Can New Year’s Resolutions Help Attract High-Paying Clients?

Many people wonder if making New Year’s resolutions is a good idea or a waste of time. This column arrives to praise resolutions, not to bury them.

One organization that advocates resolutions for its 300,000 members is Toastmasters International. Since 1924, Toastmasters International has helped people from diverse backgrounds become more confident speakers, communicators and leaders.

“New Year’s resolutions are a good idea for three reasons,” says Margaret Page, 2021-22 international president. “One: People had adequate time to reflect on the changes they desire (we all know January 1 is coming versus ‘I’ll start on Monday or tomorrow’ syndrome). Two: Clear demarcation of when the action, habit, or ritual is to begin on January 1. And three: Energy around people collectively creating resolutions or changes that are specific to them. A success plan has a clear desired outcome and a clear start and requires support to get desired results.”

Page, of Delta, British Columbia, Canada, is the seventh woman to serve as international president of Toastmasters. As president, she is looking forward to honoring the rich traditions of the organization and shaping its future as it stands on the verge of its second century.

Ah, maybe resolutions are good for many, but keeping resolutions is a challenge.

“You keep resolutions by having accountability partners to hold you or remind you of your goal and why you desire it,” advises Page. “Focus on desired outcome and set yourself up for success. Make success easy. If your goal is to be fit, make sure your fitness gear is easy to grab and that you have blocked off times to work out. If your goal is to lose weight, remove all foods from your home that don’t serve you. Keep healthy snacks like raw carrots and peppers easy to get. If your goal is to be a better communicator, join a Toastmasters Club that meets the day and time that works for you.”

A lifelong entrepreneur and investor, Page has founded or cofounded numerous companies. In her current role as a business and etiquette coach, she helps corporations around the world build team dynamics, sharpen cultural intelligence skills, and hone soft skills. She is particularly focused on championing women, especially those running for political office or seeking equal representation on volunteer and corporate boards.


She credits the habit of making New Year’s resolutions as a key to her success.

“Resolutions have helped me increase good habits like drinking more water, meditating, uncovering daily gratitude and daily wins and eliminating poor habits such as drinking sodas, eating highly processed foods and skipping workouts for some work project,” says Page. Resolutions have also made me understand that we all seek progress and improvement. And it’s hard.
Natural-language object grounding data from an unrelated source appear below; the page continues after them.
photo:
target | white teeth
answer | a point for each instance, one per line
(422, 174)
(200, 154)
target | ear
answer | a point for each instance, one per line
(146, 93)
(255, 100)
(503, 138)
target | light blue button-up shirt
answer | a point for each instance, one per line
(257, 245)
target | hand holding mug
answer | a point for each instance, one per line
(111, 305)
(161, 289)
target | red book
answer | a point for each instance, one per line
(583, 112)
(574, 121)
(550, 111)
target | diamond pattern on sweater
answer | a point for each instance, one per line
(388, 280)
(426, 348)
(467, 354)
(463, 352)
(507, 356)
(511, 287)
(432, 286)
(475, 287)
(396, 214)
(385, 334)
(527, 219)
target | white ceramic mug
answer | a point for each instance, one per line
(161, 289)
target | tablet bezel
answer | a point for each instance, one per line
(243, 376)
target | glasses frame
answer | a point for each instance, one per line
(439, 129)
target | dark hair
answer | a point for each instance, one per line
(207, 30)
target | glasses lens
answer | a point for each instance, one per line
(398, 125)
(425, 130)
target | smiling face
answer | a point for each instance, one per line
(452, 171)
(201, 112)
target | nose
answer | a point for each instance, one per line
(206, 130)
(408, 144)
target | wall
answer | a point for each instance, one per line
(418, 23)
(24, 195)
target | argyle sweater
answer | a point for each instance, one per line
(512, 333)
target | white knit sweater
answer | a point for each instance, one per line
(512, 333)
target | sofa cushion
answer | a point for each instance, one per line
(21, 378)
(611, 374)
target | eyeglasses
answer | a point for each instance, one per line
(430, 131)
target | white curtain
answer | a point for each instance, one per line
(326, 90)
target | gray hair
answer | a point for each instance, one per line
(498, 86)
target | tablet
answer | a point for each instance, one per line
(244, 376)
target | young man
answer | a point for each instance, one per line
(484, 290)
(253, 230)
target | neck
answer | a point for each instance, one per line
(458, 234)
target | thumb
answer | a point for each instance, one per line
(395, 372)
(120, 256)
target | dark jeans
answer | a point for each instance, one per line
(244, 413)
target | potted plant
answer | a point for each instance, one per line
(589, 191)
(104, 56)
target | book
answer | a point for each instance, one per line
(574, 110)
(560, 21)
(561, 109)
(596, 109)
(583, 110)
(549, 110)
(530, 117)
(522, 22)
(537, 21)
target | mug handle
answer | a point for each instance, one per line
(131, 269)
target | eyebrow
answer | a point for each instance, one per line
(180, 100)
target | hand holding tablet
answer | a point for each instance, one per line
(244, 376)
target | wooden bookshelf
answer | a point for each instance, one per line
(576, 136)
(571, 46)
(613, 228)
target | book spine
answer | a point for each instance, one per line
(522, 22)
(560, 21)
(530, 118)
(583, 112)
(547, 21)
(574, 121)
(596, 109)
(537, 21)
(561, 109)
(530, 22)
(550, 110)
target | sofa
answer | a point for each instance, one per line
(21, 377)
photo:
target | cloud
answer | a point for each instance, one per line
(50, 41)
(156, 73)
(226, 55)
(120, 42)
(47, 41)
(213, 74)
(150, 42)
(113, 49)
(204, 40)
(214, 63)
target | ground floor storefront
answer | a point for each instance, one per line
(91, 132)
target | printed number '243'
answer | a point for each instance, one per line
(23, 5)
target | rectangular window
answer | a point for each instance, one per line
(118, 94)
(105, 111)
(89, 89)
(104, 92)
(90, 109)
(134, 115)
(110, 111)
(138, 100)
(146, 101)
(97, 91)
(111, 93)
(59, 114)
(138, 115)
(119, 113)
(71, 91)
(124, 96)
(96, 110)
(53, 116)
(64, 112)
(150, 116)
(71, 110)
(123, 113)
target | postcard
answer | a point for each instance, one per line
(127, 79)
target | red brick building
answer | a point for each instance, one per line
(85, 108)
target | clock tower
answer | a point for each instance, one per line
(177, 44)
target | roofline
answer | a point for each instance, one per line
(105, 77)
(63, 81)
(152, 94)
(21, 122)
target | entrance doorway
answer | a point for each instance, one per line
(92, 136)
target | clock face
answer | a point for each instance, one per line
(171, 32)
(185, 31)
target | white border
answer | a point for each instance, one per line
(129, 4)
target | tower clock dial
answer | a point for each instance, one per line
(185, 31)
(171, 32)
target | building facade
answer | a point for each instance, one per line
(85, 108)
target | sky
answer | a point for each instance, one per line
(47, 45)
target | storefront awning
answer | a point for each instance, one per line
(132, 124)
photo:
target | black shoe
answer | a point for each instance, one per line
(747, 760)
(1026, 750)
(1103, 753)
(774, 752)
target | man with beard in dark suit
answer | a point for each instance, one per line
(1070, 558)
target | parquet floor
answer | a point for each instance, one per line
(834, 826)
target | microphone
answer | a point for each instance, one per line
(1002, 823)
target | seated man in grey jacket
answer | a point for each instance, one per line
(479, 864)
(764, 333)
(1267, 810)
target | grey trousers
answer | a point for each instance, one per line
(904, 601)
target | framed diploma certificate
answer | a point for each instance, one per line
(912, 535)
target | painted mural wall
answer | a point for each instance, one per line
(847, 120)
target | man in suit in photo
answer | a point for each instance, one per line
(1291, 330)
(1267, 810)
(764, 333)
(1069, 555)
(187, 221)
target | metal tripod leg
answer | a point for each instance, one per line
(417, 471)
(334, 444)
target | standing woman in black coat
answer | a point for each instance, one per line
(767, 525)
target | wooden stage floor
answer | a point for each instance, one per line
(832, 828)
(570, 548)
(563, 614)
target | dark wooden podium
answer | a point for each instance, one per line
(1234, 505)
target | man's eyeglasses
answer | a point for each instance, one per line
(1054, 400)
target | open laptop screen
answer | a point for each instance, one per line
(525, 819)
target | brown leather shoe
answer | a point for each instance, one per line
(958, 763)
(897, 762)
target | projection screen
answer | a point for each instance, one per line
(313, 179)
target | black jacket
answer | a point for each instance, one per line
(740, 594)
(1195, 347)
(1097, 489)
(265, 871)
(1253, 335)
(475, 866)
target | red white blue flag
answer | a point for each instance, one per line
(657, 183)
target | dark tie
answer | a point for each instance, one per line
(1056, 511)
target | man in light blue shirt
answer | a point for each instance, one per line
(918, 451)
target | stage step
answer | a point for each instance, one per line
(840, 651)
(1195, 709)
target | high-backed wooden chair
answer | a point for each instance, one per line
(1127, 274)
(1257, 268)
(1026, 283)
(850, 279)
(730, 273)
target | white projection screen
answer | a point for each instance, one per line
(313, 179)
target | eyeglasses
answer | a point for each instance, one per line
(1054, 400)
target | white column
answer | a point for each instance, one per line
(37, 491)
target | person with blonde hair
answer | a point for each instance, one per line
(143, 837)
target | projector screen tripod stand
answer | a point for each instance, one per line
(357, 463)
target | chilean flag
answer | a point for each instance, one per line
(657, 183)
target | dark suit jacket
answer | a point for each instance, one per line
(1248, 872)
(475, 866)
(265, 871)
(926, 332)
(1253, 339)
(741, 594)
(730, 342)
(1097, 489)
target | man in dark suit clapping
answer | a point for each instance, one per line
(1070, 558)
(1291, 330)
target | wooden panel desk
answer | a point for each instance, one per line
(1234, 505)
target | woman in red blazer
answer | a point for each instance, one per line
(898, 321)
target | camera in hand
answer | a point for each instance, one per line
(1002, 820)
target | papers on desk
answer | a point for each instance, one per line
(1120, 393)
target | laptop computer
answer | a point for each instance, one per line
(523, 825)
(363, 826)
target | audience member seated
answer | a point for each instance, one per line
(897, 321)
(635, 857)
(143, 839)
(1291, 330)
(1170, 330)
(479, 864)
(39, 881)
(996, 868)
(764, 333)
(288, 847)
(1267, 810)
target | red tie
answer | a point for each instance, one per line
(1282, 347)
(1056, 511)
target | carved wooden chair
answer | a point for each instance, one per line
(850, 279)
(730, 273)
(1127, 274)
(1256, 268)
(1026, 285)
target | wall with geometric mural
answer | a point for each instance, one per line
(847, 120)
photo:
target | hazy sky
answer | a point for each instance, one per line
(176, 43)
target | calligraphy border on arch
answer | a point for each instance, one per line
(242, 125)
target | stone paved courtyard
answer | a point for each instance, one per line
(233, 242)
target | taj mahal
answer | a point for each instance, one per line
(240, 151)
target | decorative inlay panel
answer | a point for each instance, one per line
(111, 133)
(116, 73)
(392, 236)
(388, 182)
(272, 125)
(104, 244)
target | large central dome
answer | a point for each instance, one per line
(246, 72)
But if you are clear on desired outcome, you are focused and can ask for help—well worth the energy!”

She acknowledges that keeping resolutions is not easy.

“Creating new standards for yourself or crafting new goals to begin the new year is an exciting tradition and a great way to step into your potential over the next 12 months,” says Page. “Many resolutions can be tough to achieve, and it’s easy to fall back into old patterns or habits. Understanding your why, and having a solid network and accountability team is key to staying the course and reaching your desired results.”

Toastmasters International is a worldwide nonprofit educational organization that empowers individuals to become more effective communicators and leaders. Headquartered in Englewood, Colorado, the organization has more than 15,800 clubs in 149 countries.